After all, this is an administration that has pushed business executive confidence to all-time highs. “The President’s priorities are business confidence and economic growth,” Dempsey said. “This is a real change in perspective from Washington.” But now, both agreed, comes the hard part, forging workable programs particularly on tax reform and infrastructure spending. “This president has got to work with Congress,” Dempsey added, “but these programs are complex and they will take longer than he likes.”
More troublesome, they said, is that the President’s specific priorities are not easily pinned down and so many important agency appointments have not yet been filled. “It is too large a number,” said Bell. “Thousands in the Commerce Department alone.”
“No one has been named at OSHA either,” Dempsey said. “There are maybe 550 vacancies to be filled there.” Likewise at the EPA, “though we fully expect an eventual repeal and loosening of regulations, these kinds of delays cut into their potential impact,” he added.

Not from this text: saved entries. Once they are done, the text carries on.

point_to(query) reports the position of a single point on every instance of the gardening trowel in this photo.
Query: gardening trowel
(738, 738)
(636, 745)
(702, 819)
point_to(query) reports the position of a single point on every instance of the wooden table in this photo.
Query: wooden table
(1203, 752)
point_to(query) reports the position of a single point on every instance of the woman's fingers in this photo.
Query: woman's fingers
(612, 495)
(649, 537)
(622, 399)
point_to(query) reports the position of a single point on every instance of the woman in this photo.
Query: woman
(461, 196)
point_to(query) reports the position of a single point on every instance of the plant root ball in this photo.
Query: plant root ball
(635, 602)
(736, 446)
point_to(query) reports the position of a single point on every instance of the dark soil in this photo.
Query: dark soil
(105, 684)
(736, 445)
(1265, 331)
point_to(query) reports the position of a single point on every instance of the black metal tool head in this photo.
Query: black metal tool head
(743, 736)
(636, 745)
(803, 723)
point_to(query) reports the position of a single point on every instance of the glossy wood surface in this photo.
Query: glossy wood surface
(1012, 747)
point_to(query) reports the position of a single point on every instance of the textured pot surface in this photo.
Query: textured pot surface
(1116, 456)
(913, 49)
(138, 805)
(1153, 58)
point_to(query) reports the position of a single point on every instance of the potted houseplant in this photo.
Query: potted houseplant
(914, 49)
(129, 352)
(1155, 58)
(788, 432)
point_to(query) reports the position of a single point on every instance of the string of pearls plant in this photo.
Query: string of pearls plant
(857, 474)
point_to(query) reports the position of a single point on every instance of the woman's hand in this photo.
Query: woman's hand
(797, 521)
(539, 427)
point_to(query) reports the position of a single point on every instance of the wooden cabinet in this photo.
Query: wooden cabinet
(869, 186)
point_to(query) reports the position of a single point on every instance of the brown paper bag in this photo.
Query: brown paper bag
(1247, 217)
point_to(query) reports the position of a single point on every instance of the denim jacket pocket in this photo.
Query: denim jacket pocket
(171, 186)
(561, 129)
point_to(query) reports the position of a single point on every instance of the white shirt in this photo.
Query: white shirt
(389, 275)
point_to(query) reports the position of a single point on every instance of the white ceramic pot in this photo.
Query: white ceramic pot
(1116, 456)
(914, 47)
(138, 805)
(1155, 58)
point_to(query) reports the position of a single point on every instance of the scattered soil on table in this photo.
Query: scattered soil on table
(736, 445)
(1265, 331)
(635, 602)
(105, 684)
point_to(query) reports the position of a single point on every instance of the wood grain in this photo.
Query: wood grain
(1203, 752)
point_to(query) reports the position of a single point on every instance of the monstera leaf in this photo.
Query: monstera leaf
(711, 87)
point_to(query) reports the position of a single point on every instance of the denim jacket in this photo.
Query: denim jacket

This is background to an administration that has made it clear that health care and tax reform have moved to the top of its priority list, with infrastructure—critical to boosting employment and demand for the industrial metals supply chain—now pushed to third at best.
That drop in priority for infrastructure comes as the top two hardly seem headed for quick resolution. Health care is certainly in for a long and contentious fight. Tax reform will not be any easier.
“Tax reform is not for the faint of heart,” observed Bell. “Even though there is a lot of agreement on what needs to be done, lower rates on both corporate and pass-through income for instance. But we all know that tax reform is going to be a very heavy lift.”
With no obvious agreement on those two top issues, especially from Republicans in both houses of Congress, it seems that infrastructure may get stuck in that neglected third place. There is no indication yet that the administration is willing to spend the necessary public money on the nation’s roads, bridges, harbors and airports. Mostly the talk has been of public-private partnerships, which primarily applies to the building of toll roads, a disappointingly limited approach in a nation that just got a D+ for its infrastructure from the American Society of Civil Engineers.
“Infrastructure is extremely important,” Bell said. “Public-private investment is fine. But some projects that we’ve got to have are not revenue producers and just need to be funded publicly. It is going to take a lot of courage to spend that money.”
The caution from both men: Issues and programs that were once thought to be in line for quick D.C. action with Republicans in complete control, now appear to be bogged down. “What is most surprising to us is that compromise has now become some aspirational goal,” Bell said. “We just need a few statesmen to step up in order to make all this happen. If we can’t get these things done now, when will we?”